The EU's farmed tuna industry, dominated by Spain, buys more than 200,000 tonnes of mostly frozen and untreated fish annually from the North Atlantic, West Africa and South America. Nearly all Europe's farmed tuna exports go to Japan.

"A huge amount of fish is dumped into the Mediterranean to feed tuna and this brings a risk of exotic diseases," said Sergi Tudela, WWF's Mediterranean Fisheries Coordinator.

"The fact it is concentrated in just a few places makes the disease risk much higher," he told reporters. WWF has asked the European Commission, the EU executive, to ban non-Mediterranean fish for tuna farms and use feed pellets instead, he said.

Europe's tuna farming is driven mainly by demand for sushi and sashimi in Japan: the world's largest consumer of fresh and frozen tuna, and destination for more than 90 percent of the EU's farmed tuna exports.

Spain, particularly its southeastern region of Murcia, runs most of the EU's 45-odd tuna farms. Malta and Italy are also major players and, outside the European Union bloc, Turkey and Croatia.

WWF said up to a quarter of Mediterranean farmed tuna comes from Murcia, where more than 56,000 tonnes of baitfish are introduced into a 170-km (105 mile) coastal stretch every year.

Between 15 and 25 kilos (33 and 55 lb) of fish feed were needed to produce one kilo of tuna, it said in a study. The fish used as feed are usually small-sized species such as herring that do not live in Mediterranean waters.

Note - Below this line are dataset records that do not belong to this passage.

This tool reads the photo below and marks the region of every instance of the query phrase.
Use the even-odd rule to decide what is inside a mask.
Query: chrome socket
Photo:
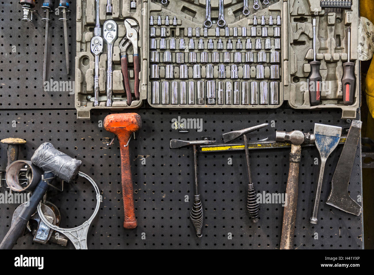
[[[225,90],[226,95],[226,103],[228,105],[231,105],[232,103],[232,84],[230,81],[226,82],[225,86],[226,88]]]
[[[225,52],[223,53],[223,62],[231,63],[231,58],[230,53],[228,52]]]
[[[188,53],[188,62],[191,64],[195,63],[197,61],[197,54],[194,52],[190,52]]]
[[[258,83],[255,81],[251,82],[249,86],[250,104],[257,105],[258,104]]]
[[[159,53],[157,52],[157,54]],[[171,53],[168,51],[166,51],[164,52],[163,54],[163,62],[164,63],[172,63],[172,61],[171,59]]]
[[[269,94],[269,85],[266,81],[261,81],[260,83],[260,105],[264,105],[269,104],[268,95]]]
[[[160,104],[160,82],[152,81],[151,84],[152,86],[152,104]]]
[[[161,104],[170,104],[169,99],[170,85],[167,81],[161,82]]]
[[[157,41],[154,38],[151,39],[150,41],[149,42],[149,49],[157,49]]]
[[[242,63],[242,53],[240,52],[234,53],[234,63]]]
[[[270,66],[270,79],[279,79],[280,78],[279,76],[279,65],[271,65]]]
[[[237,79],[238,77],[237,65],[233,64],[231,65],[231,74],[230,78],[232,79]]]
[[[242,82],[241,102],[242,105],[248,105],[249,103],[249,83],[247,81]]]
[[[175,62],[177,64],[183,64],[185,62],[184,53],[177,52],[175,54]]]
[[[200,53],[200,62],[208,62],[208,53],[206,52],[202,52]]]
[[[213,74],[213,65],[212,64],[207,64],[205,67],[205,78],[207,79],[212,79],[214,78]]]
[[[217,104],[223,105],[225,104],[224,90],[222,81],[218,82],[218,90],[217,92]]]
[[[195,104],[195,82],[193,81],[188,82],[188,104]]]
[[[166,39],[165,38],[161,38],[160,40],[160,49],[166,49]]]
[[[177,49],[177,42],[175,39],[174,38],[170,39],[170,46],[169,47],[171,50],[175,50]]]
[[[213,52],[212,53],[212,63],[217,63],[220,62],[220,53],[217,52]]]
[[[188,79],[188,66],[186,64],[179,65],[179,79]]]
[[[279,63],[280,62],[279,52],[272,52],[270,53],[270,63]]]
[[[264,65],[258,64],[256,65],[256,79],[264,79]]]
[[[233,92],[233,103],[234,105],[240,104],[240,83],[236,81],[234,82],[234,90]]]
[[[160,79],[160,67],[157,64],[152,64],[149,71],[150,79]]]
[[[204,104],[204,98],[205,97],[204,91],[205,82],[200,81],[196,82],[196,104],[202,105]]]
[[[150,54],[150,62],[151,63],[160,63],[160,53],[156,51],[152,51]]]
[[[279,97],[279,83],[278,82],[270,82],[270,104],[278,105]]]
[[[194,79],[201,79],[201,66],[200,64],[195,64],[193,65],[193,72],[192,78]]]
[[[254,55],[252,52],[247,52],[245,53],[245,62],[253,63],[254,59]]]
[[[265,52],[258,52],[257,53],[257,63],[266,63],[266,53]]]
[[[243,79],[249,79],[251,78],[251,66],[248,64],[243,65]]]
[[[214,80],[206,82],[206,103],[215,104],[215,81]]]
[[[172,104],[178,104],[178,82],[172,81],[171,82],[171,100]]]
[[[185,81],[179,82],[179,100],[180,104],[187,104],[187,83]]]
[[[165,66],[165,79],[174,79],[174,65],[168,64]]]

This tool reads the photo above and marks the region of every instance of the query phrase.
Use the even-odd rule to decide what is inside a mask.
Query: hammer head
[[[138,114],[128,113],[112,114],[104,119],[104,128],[119,138],[128,139],[134,132],[141,128],[141,118]]]
[[[287,141],[294,145],[313,143],[315,140],[315,137],[313,134],[303,133],[298,131],[291,132],[277,131],[275,134],[276,141]]]

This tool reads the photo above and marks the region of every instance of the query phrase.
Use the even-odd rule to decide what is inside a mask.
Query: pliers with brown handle
[[[127,97],[127,104],[129,106],[132,101],[131,91],[130,87],[129,79],[129,71],[127,67],[127,55],[126,51],[131,45],[132,46],[134,55],[134,75],[135,82],[134,84],[134,94],[135,99],[139,99],[139,75],[140,71],[140,64],[139,63],[139,55],[138,54],[138,31],[134,27],[138,26],[138,23],[132,19],[126,19],[125,20],[125,26],[126,28],[126,36],[119,43],[119,48],[121,51],[121,66],[122,73],[123,76],[125,83],[125,89]]]

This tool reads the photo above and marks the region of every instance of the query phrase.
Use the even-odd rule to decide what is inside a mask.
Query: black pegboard
[[[191,202],[185,196],[193,194],[191,147],[170,149],[171,138],[195,139],[210,135],[220,142],[222,134],[264,122],[274,121],[268,127],[249,134],[249,141],[267,137],[273,139],[275,131],[299,129],[312,131],[316,122],[346,127],[337,110],[320,112],[226,110],[218,111],[171,111],[138,110],[143,126],[130,143],[138,227],[122,227],[123,211],[118,141],[107,145],[113,137],[101,123],[108,113],[93,112],[91,120],[76,120],[74,110],[3,111],[0,113],[1,136],[17,136],[27,141],[21,156],[29,159],[40,144],[49,141],[68,155],[83,161],[81,171],[96,182],[103,202],[92,225],[89,236],[90,248],[255,248],[279,247],[283,208],[280,204],[261,204],[260,220],[252,222],[246,208],[247,184],[244,159],[240,152],[217,155],[200,154],[199,178],[204,213],[203,236],[197,238],[189,218]],[[172,119],[202,118],[201,132],[190,130],[181,134],[172,128]],[[10,125],[13,120],[16,126]],[[327,205],[333,170],[342,147],[332,153],[327,164],[316,225],[309,222],[318,166],[314,147],[303,148],[300,168],[298,205],[295,247],[299,248],[363,248],[362,220]],[[0,169],[6,165],[6,147],[1,145]],[[258,192],[283,193],[288,172],[288,150],[251,151],[254,180]],[[353,197],[361,194],[361,153],[358,150],[349,185]],[[145,165],[141,164],[142,158]],[[231,158],[232,165],[227,164]],[[74,191],[77,189],[76,193]],[[91,187],[68,186],[68,192],[53,192],[51,200],[61,207],[63,224],[78,225],[88,218],[94,202]],[[85,192],[83,192],[85,191]],[[356,195],[357,194],[357,195]],[[67,200],[68,200],[68,201]],[[0,237],[7,232],[15,206],[0,205]],[[66,209],[67,208],[68,209]],[[67,218],[67,216],[68,217]],[[73,221],[72,223],[71,221]],[[318,233],[318,239],[313,238]],[[142,239],[145,233],[145,239]],[[228,239],[228,234],[232,238]],[[16,247],[43,248],[32,244],[31,235],[23,237]],[[56,248],[50,245],[50,248]],[[72,248],[71,244],[69,245]]]
[[[46,79],[66,82],[59,91],[51,85],[43,87],[45,17],[43,1],[36,2],[32,22],[21,20],[22,6],[17,1],[1,1],[0,19],[0,109],[74,108],[76,46],[76,3],[69,2],[67,13],[70,74],[66,74],[62,14],[50,13]],[[54,0],[54,9],[58,1]]]
[[[347,127],[341,111],[275,110],[178,111],[144,108],[135,111],[141,116],[142,129],[130,142],[132,171],[138,227],[128,230],[122,227],[123,213],[120,184],[118,141],[107,145],[113,134],[102,127],[108,112],[94,111],[90,120],[76,120],[74,96],[67,92],[46,92],[42,88],[44,51],[44,16],[41,3],[32,23],[21,20],[21,6],[15,1],[1,2],[0,34],[0,137],[18,137],[27,143],[20,158],[28,159],[35,149],[45,141],[51,142],[64,152],[83,161],[81,171],[96,182],[103,202],[91,225],[89,248],[249,248],[279,247],[283,209],[280,204],[262,204],[260,220],[252,222],[246,209],[247,180],[242,152],[200,154],[199,181],[204,213],[203,236],[197,238],[189,218],[191,202],[186,195],[193,194],[191,148],[171,149],[171,138],[195,139],[209,135],[220,142],[222,134],[264,122],[275,122],[268,127],[250,134],[253,141],[274,138],[276,130],[312,131],[315,123]],[[74,68],[75,40],[75,3],[68,25],[70,32],[70,68]],[[56,4],[55,3],[55,7]],[[73,72],[65,72],[65,52],[62,23],[59,16],[51,15],[51,46],[48,56],[47,79],[73,81]],[[12,51],[16,46],[16,52]],[[72,54],[72,52],[73,53]],[[53,61],[53,62],[52,62]],[[359,114],[358,117],[359,117]],[[202,119],[200,132],[190,130],[181,134],[172,127],[173,118]],[[15,127],[13,126],[15,126]],[[298,205],[296,219],[295,247],[299,248],[363,248],[362,221],[327,205],[324,201],[329,189],[333,170],[342,147],[329,158],[320,204],[318,224],[308,220],[311,211],[318,171],[313,165],[318,157],[315,148],[303,149],[300,169]],[[288,172],[288,150],[251,151],[252,171],[258,192],[284,192]],[[0,170],[6,165],[6,146],[0,144]],[[362,194],[361,153],[357,157],[349,185],[351,196]],[[146,164],[141,163],[145,159]],[[232,164],[227,164],[231,158]],[[0,192],[4,192],[4,187]],[[79,225],[91,216],[94,207],[93,189],[80,180],[65,186],[63,192],[50,191],[49,199],[62,213],[63,227]],[[16,205],[0,204],[0,238],[10,225]],[[322,219],[323,218],[323,220]],[[318,233],[318,239],[313,238]],[[145,239],[142,236],[145,233]],[[228,238],[231,233],[232,239]],[[143,237],[144,238],[144,237]],[[62,248],[47,245],[50,248]],[[21,238],[18,248],[42,249],[33,243],[31,235]],[[73,248],[71,243],[68,248]]]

"We don't know which viruses are in the imported fish and how they might affect fish in the Mediterranean," Tudela said.

The Commission, which regulates EU fishing policy, said it would study WWF's proposal and ask the tuna industry for data.

"We are sensitive to this and we will talk to the tuna farming industry to see what action we can take," one Commission official told Reuters.